Goldman Sachs Says Japan Likely Already in Recession
Written on January 28, 2008
Japan has probably fallen into recession, ending the nation's longest period of growth in more than 60 years, according to Goldman Sachs Group Inc.
Factory production will fall from a fourth-quarter peak, while consumer spending and the construction industry are slowing, Tetsufumi Yamakawa, Goldman's chief Japan economist, wrote today in a report.
“The recession is a product not of an anticipated recession in the U.S. triggered by the subprime loan problem, but a slump in domestic demand,'' Yamakawa said.
Sluggish spending by households leaves the economy more dependent on overseas markets just as cooling U.S. demand threatens to spread to Asia, where Japan sells half its exports. Shipments overseas rose at the slowest pace since 2005 in the fourth quarter of last year, Bloomberg data show.
The decline in industrial output ends six years of increases that fueled corporate investment and hiring, Yamakawa said. A slowdown in export growth, the engine that drove the economy's third-quarter expansion, is becoming “more pronounced,'' he added.
Shipments to China, when measured by volume, grew in the fourth quarter at half the pace of the previous period, according to Goldman.
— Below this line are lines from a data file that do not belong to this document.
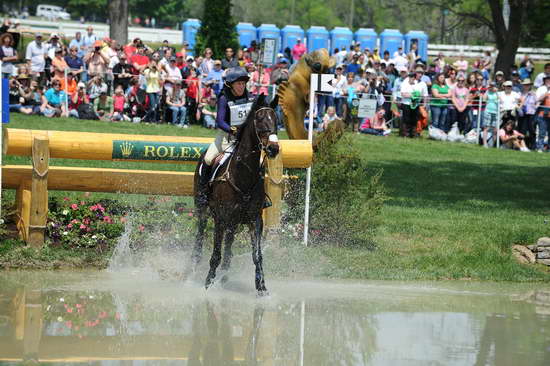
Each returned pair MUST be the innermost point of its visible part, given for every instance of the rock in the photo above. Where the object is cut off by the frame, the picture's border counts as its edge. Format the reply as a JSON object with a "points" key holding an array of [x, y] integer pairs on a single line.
{"points": [[523, 255], [543, 242], [544, 261]]}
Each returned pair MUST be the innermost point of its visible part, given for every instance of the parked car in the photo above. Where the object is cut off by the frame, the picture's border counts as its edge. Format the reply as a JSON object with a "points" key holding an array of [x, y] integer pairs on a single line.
{"points": [[52, 12]]}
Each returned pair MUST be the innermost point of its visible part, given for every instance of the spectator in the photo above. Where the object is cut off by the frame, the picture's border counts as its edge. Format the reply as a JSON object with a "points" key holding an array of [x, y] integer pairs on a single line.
{"points": [[298, 50], [509, 99], [8, 55], [229, 60], [36, 55], [74, 62], [459, 98], [209, 112], [175, 99], [78, 99], [152, 79], [377, 126], [53, 101], [543, 118], [491, 118], [510, 138], [89, 40], [76, 43], [215, 76], [123, 72], [103, 107], [526, 112], [440, 100], [539, 80], [119, 105]]}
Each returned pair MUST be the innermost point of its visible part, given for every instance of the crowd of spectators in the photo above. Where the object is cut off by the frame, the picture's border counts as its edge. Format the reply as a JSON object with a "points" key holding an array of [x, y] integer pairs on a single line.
{"points": [[89, 77]]}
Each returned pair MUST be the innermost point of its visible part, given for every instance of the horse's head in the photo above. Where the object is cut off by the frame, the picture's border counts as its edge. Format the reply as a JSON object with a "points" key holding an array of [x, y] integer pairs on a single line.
{"points": [[265, 123]]}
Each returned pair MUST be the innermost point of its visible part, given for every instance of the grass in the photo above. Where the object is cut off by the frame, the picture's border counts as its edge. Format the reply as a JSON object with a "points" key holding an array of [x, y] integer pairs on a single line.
{"points": [[454, 209]]}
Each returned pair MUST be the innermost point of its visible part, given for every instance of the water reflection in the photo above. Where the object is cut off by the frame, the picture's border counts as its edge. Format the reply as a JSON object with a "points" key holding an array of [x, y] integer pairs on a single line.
{"points": [[102, 320]]}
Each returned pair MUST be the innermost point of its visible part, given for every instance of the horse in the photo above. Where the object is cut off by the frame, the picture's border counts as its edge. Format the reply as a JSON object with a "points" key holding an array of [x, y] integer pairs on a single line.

Exports to the U.S. fell in each of the last four months of 2007.
Housing Starts
Housing starts have plunged in the five months since June because of a permit logjam caused by new government regulations cash advance. The slowdown, the worst in 40 years, brought an apology from Prime Minister Yasuo Fukuda and prompted the central bank to cut its evaluation of the economy for the first time in three years.
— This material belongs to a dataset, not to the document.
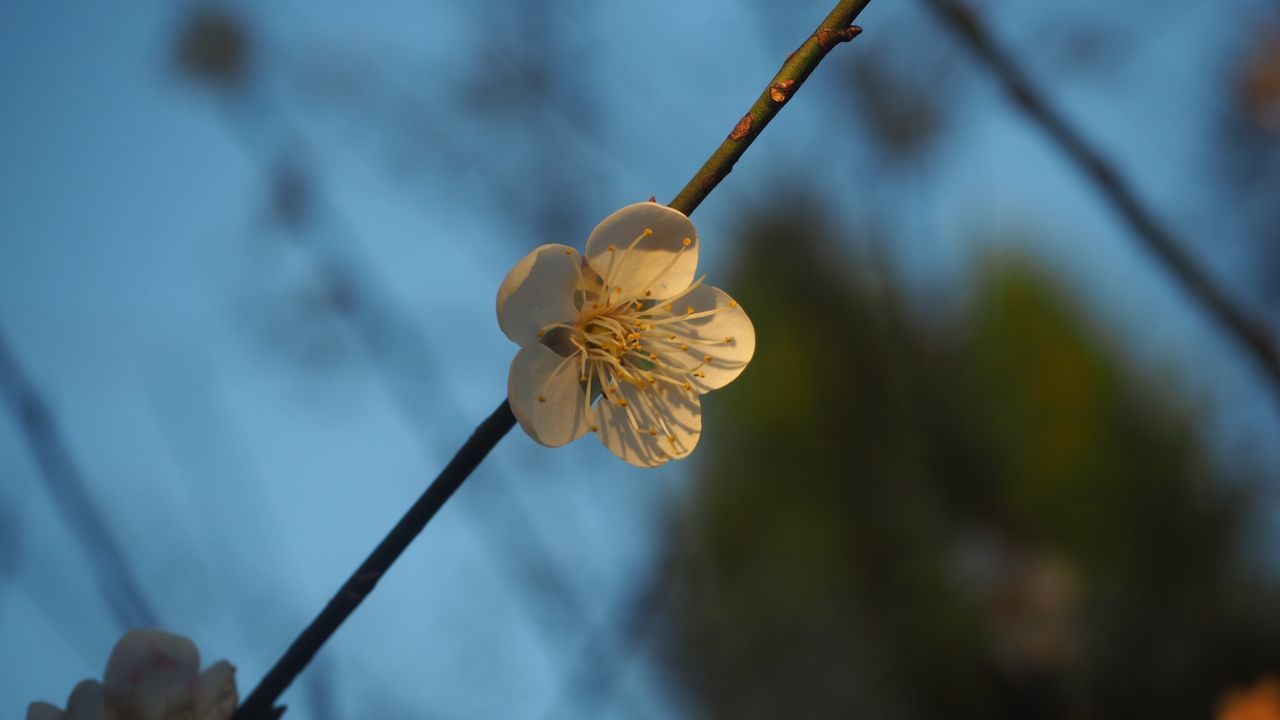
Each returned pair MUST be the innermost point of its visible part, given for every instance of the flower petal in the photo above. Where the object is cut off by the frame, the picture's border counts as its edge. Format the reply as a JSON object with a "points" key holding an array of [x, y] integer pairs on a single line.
{"points": [[539, 290], [657, 424], [547, 397], [149, 671], [658, 263], [214, 695], [727, 337]]}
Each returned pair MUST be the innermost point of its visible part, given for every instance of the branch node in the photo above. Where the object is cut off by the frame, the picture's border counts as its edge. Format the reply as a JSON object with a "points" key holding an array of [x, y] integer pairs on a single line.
{"points": [[830, 39]]}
The Bank of Japan may lower its key interest rate from 0.5 percent this year, according to overnight interest-rate swaps trading. Investors see a 58 percent chance of a cut by July, calculations by JPMorgan Chase & Co. show.
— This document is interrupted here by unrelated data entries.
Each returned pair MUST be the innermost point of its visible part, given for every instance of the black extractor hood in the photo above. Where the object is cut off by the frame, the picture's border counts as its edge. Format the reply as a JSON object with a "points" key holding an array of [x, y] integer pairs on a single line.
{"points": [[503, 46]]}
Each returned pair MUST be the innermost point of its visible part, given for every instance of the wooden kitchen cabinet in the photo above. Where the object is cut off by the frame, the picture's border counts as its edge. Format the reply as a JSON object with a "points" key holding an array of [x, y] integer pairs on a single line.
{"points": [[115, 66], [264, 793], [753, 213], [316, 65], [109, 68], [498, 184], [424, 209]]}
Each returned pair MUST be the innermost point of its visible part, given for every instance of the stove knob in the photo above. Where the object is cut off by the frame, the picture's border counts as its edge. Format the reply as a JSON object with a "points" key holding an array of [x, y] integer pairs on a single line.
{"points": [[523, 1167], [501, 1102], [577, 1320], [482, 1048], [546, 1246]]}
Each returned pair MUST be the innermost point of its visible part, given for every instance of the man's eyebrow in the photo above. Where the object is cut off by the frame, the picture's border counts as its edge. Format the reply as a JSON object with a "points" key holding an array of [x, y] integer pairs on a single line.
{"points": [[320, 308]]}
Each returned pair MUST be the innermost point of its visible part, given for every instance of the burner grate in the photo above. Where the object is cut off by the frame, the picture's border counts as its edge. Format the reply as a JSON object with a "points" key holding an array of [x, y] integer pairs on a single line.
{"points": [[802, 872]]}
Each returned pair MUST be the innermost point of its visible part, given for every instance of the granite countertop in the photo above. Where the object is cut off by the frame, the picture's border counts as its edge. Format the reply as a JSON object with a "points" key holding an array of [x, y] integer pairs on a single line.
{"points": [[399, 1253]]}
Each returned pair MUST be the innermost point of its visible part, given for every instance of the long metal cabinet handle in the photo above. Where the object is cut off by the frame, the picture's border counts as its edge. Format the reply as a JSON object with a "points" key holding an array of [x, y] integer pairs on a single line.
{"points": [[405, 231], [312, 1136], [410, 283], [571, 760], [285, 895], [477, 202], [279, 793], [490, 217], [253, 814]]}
“It appears highly likely that the economic expansion that has continued for nearly 70 months since early 2002 has come to an end and the economy has entered a recession for now,'' Yamakawa said in the report.
Japan has had three recessions since the country's stock and property bubble burst in the early 1990s. The first lasted 32 months from March 1991 to October 1993, and the second dragged on for 20 months from June 1997 to January 1999.
The most recent recession was in the 14 months from December 2000, when the bursting of an information-technology bubble damped exports and capital investment.